There appears to be an appetite for it. The Sonoma County Sheriff’s Office and Sonoma County Office of Education plan a similar training session in September and already close to 200 people have signed up.

One of the benefits of training is participants have to contemplate the possibility that they could be caught in the line of fire at some point, said Sonoma County Sheriff’s Sgt. Sean Jones, who oversees the department’s SWAT team. Should you then find yourself in such a situation, you don’t have to start there, at “square one,” trying to process what is happening, and should be able to react more quickly as a result.

“It’s not a tactical training, and it’s not a drill. It’s essentially mindset training - an options-based training expanding on the run, hide-fight-idea,” Jones said.

Parman has had a preoccupation with mass shootings that stems, in part, from his own experience as a young Alameda County sheriff’s deputy, when an area gangster arrived at the county fair one night in 1998 and opened fire.

“I saw 10 people shot in front of me, and I couldn’t do anything about it, and I had a gun, and I was in uniform,” Parman recalled.

The victims included several small children. None died and the shooter was tackled and arrested, but the experience “left a heavy imprint on me,” said Parman, who has made a study of the nation’s mass shootings since.

Professionally, after close to two decades in law enforcement, he spent more than five years as director of investigations for the Graton Resort and Casino in Rohnert Park before striking out with a partner as a consultant, working fraud risk management and consulting in the highly regulated areas of gaming and legal cannabis.

Recently, he added active shooter training in response to what he saw as a growing need.
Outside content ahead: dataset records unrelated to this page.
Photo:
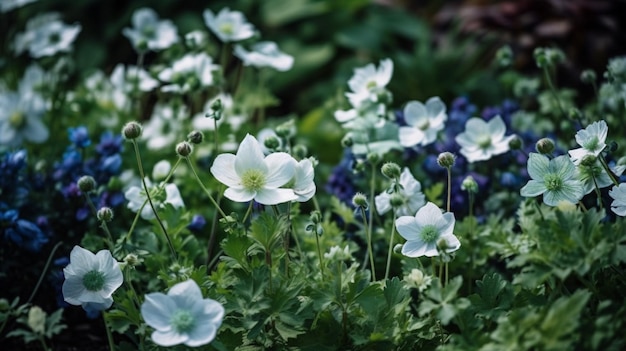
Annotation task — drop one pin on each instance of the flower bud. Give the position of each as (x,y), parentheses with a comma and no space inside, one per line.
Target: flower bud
(445,159)
(105,214)
(360,200)
(544,146)
(195,137)
(184,149)
(86,184)
(131,130)
(391,170)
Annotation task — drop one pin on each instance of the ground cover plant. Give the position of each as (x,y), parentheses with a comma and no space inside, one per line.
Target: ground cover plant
(180,202)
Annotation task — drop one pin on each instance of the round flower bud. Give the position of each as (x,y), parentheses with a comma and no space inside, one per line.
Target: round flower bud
(184,149)
(360,200)
(86,184)
(396,200)
(469,185)
(105,214)
(195,137)
(131,130)
(516,143)
(445,159)
(544,146)
(588,161)
(271,142)
(391,170)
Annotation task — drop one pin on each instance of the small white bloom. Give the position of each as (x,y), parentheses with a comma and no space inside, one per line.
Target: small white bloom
(149,33)
(592,139)
(228,25)
(481,140)
(189,73)
(160,195)
(368,83)
(411,193)
(90,280)
(264,54)
(424,122)
(618,193)
(250,175)
(182,316)
(425,230)
(46,35)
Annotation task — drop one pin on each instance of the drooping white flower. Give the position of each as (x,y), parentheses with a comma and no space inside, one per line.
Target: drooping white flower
(592,139)
(264,54)
(250,175)
(424,231)
(424,122)
(150,33)
(369,83)
(556,179)
(91,279)
(411,194)
(161,195)
(182,316)
(191,72)
(481,140)
(618,194)
(228,26)
(46,35)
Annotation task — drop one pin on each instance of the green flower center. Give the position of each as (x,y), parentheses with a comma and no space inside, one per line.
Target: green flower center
(429,234)
(253,179)
(182,321)
(553,182)
(592,144)
(93,280)
(227,28)
(17,119)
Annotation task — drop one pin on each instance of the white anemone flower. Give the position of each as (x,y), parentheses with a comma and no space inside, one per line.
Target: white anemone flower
(618,194)
(91,279)
(46,35)
(160,195)
(424,122)
(368,83)
(264,54)
(182,316)
(149,33)
(426,230)
(250,175)
(189,73)
(556,179)
(229,26)
(592,139)
(411,194)
(482,140)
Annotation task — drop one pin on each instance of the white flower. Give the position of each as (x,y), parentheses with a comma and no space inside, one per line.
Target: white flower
(592,139)
(424,122)
(618,193)
(481,140)
(46,35)
(425,231)
(150,33)
(250,175)
(90,280)
(182,316)
(411,194)
(556,179)
(228,25)
(137,199)
(367,83)
(264,54)
(304,186)
(189,73)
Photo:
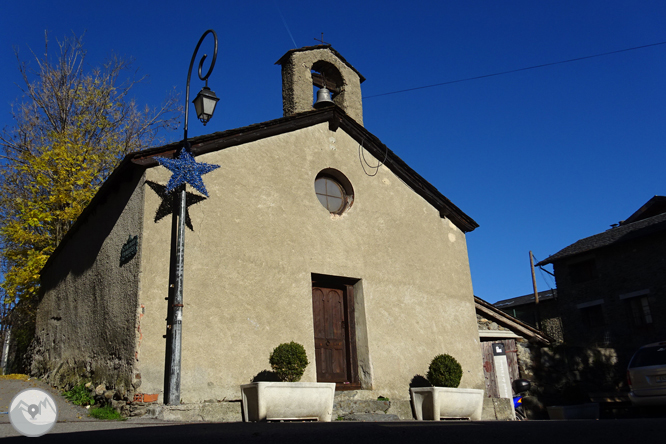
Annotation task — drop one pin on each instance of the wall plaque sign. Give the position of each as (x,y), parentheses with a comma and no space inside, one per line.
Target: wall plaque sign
(129,249)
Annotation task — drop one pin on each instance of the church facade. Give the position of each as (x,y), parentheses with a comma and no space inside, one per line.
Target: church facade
(300,239)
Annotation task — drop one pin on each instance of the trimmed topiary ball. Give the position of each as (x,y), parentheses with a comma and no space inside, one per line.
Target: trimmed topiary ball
(288,361)
(444,371)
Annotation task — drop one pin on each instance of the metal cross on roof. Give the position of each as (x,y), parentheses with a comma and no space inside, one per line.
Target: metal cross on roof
(322,40)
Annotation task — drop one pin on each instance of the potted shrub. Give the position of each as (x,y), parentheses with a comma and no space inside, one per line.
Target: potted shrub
(287,399)
(445,399)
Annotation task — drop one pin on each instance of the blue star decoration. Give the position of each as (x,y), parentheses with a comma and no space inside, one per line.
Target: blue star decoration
(185,169)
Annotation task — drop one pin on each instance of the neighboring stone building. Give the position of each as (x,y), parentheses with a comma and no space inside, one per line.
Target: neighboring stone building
(611,287)
(272,256)
(518,337)
(546,314)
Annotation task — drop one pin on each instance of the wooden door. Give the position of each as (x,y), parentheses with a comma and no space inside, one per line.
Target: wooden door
(328,305)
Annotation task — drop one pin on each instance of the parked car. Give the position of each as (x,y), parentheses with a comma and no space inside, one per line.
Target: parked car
(646,375)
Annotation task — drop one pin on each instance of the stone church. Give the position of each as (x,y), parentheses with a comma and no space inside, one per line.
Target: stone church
(299,240)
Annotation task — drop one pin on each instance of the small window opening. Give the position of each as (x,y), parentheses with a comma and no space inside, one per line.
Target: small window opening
(334,191)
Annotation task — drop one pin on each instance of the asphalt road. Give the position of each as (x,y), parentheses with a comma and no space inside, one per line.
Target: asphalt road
(74,426)
(538,432)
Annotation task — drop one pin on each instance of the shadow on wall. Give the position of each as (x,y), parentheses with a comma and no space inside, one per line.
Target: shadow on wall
(91,229)
(565,375)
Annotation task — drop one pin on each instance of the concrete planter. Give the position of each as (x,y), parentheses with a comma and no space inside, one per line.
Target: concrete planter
(433,403)
(580,411)
(270,401)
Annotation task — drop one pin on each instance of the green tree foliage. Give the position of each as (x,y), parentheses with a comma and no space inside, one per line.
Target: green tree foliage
(288,361)
(444,371)
(71,129)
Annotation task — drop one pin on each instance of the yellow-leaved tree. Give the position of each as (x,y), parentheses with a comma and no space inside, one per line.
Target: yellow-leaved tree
(71,128)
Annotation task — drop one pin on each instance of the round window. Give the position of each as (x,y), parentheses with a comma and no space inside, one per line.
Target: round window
(333,191)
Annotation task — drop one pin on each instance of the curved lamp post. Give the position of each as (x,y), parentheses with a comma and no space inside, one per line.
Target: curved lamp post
(185,169)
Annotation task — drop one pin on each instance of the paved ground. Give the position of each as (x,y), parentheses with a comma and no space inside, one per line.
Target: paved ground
(74,426)
(71,418)
(529,432)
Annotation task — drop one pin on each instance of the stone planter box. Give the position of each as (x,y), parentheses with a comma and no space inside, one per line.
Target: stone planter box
(434,403)
(580,411)
(274,401)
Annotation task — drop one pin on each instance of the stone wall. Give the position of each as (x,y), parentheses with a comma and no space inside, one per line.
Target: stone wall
(87,319)
(627,268)
(297,91)
(525,359)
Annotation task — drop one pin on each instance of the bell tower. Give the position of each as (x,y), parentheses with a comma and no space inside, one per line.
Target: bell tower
(321,66)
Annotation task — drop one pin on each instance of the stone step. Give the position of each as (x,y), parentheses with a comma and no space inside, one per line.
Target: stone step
(353,406)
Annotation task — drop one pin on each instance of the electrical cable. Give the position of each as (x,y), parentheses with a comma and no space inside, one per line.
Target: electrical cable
(361,158)
(516,70)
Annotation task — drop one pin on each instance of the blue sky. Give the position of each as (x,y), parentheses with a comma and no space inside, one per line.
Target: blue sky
(539,158)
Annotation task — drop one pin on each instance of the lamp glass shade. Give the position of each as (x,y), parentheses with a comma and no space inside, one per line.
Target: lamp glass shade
(204,104)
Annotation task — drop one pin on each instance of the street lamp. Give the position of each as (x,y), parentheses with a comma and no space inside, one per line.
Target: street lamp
(185,170)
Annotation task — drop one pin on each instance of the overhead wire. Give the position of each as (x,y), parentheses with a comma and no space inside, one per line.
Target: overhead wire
(543,65)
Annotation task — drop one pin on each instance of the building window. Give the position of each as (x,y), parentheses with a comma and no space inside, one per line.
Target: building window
(334,191)
(583,271)
(593,316)
(639,310)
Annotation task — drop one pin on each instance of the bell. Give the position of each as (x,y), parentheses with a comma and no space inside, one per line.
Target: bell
(323,98)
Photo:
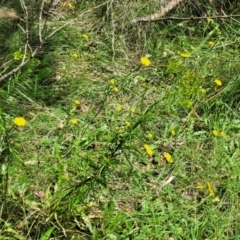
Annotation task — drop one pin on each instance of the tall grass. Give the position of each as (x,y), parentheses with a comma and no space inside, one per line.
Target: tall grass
(116,148)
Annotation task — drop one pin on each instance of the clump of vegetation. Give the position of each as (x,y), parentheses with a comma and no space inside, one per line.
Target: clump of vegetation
(118,129)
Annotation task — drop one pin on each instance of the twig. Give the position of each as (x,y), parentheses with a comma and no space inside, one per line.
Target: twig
(153,17)
(34,53)
(184,18)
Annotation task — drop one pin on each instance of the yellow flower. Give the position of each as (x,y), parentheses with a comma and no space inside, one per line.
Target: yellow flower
(168,157)
(145,61)
(19,121)
(70,6)
(150,135)
(116,89)
(74,121)
(77,102)
(85,36)
(148,149)
(210,43)
(119,108)
(128,123)
(215,133)
(133,110)
(222,134)
(112,81)
(210,189)
(185,55)
(218,82)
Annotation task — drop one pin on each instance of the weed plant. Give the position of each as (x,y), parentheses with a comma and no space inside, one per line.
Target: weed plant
(121,131)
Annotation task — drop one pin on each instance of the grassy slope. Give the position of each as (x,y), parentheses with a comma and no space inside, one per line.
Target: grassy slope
(94,179)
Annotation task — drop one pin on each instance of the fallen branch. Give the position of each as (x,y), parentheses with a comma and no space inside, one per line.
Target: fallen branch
(192,18)
(42,40)
(158,15)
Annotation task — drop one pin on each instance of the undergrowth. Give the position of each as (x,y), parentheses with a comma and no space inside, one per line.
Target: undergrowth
(121,131)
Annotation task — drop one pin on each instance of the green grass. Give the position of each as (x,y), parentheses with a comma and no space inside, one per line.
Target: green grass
(94,179)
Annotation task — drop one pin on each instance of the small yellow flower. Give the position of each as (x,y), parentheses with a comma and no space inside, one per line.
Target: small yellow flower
(145,61)
(119,108)
(210,43)
(85,36)
(148,149)
(168,157)
(19,121)
(128,123)
(70,6)
(115,89)
(77,102)
(222,134)
(200,186)
(173,132)
(185,55)
(215,133)
(210,189)
(150,135)
(218,82)
(133,110)
(112,81)
(74,121)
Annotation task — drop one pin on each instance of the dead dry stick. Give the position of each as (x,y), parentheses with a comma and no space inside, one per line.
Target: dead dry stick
(34,52)
(5,13)
(157,15)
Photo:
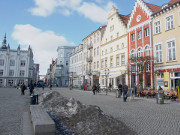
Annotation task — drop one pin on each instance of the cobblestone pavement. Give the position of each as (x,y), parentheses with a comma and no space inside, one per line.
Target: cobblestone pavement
(142,115)
(12,106)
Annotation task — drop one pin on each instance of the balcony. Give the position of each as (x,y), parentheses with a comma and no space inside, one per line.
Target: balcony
(90,46)
(89,59)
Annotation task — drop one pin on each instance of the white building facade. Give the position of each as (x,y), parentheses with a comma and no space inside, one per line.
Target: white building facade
(114,50)
(91,62)
(62,67)
(76,64)
(16,66)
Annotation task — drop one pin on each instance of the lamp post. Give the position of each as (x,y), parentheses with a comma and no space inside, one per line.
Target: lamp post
(106,72)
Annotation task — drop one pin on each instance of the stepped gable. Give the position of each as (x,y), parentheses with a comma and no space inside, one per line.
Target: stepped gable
(125,18)
(153,7)
(173,1)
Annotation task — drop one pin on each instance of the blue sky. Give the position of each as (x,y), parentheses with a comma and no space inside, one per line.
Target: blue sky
(47,24)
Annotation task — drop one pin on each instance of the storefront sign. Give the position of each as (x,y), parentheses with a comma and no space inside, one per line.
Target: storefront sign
(169,70)
(165,83)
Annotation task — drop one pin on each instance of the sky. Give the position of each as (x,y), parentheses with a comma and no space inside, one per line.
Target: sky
(47,24)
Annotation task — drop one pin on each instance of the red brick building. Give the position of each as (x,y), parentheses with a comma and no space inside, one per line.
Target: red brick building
(140,46)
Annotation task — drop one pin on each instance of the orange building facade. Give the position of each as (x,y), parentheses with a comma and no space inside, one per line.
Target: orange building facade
(140,46)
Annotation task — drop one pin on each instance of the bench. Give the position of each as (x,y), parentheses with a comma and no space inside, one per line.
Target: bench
(41,121)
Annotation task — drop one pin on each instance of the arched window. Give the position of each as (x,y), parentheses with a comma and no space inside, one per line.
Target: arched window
(147,50)
(140,52)
(133,53)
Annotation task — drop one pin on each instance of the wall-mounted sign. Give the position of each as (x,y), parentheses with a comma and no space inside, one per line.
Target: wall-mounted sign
(165,83)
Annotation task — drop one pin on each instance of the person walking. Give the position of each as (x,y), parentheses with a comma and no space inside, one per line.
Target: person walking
(31,88)
(94,88)
(23,87)
(124,90)
(120,89)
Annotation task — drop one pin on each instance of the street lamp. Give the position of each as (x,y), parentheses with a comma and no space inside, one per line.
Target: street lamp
(106,72)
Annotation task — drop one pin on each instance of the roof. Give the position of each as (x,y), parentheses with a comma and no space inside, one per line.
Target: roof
(173,1)
(125,18)
(153,7)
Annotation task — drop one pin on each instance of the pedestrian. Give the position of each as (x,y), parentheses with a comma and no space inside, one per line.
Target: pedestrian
(120,89)
(43,86)
(124,90)
(110,86)
(31,88)
(23,87)
(94,88)
(134,89)
(50,87)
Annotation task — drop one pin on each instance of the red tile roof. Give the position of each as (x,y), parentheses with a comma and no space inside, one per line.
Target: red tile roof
(173,1)
(153,7)
(125,18)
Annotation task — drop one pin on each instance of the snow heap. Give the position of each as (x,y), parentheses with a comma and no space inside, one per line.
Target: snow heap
(81,119)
Epicenter, already a client, is one of the companies for which he has provided it, and it’s where he trained 22 people from the leadership and management staff earlier this year.

General Manager Ryan Porter is also a longtime friend and said he and Parman have often talked about the necessity in a crisis situation “to just steel your mind and be determined.”

“The training isn’t about becoming an expert, where you’re going to become a ninja and stop it,” Porter said.

“The point is to learn some basics, like to be a difference maker, and a difference maker can be knowing which direction to go and be someone who says ‘Follow me.’?”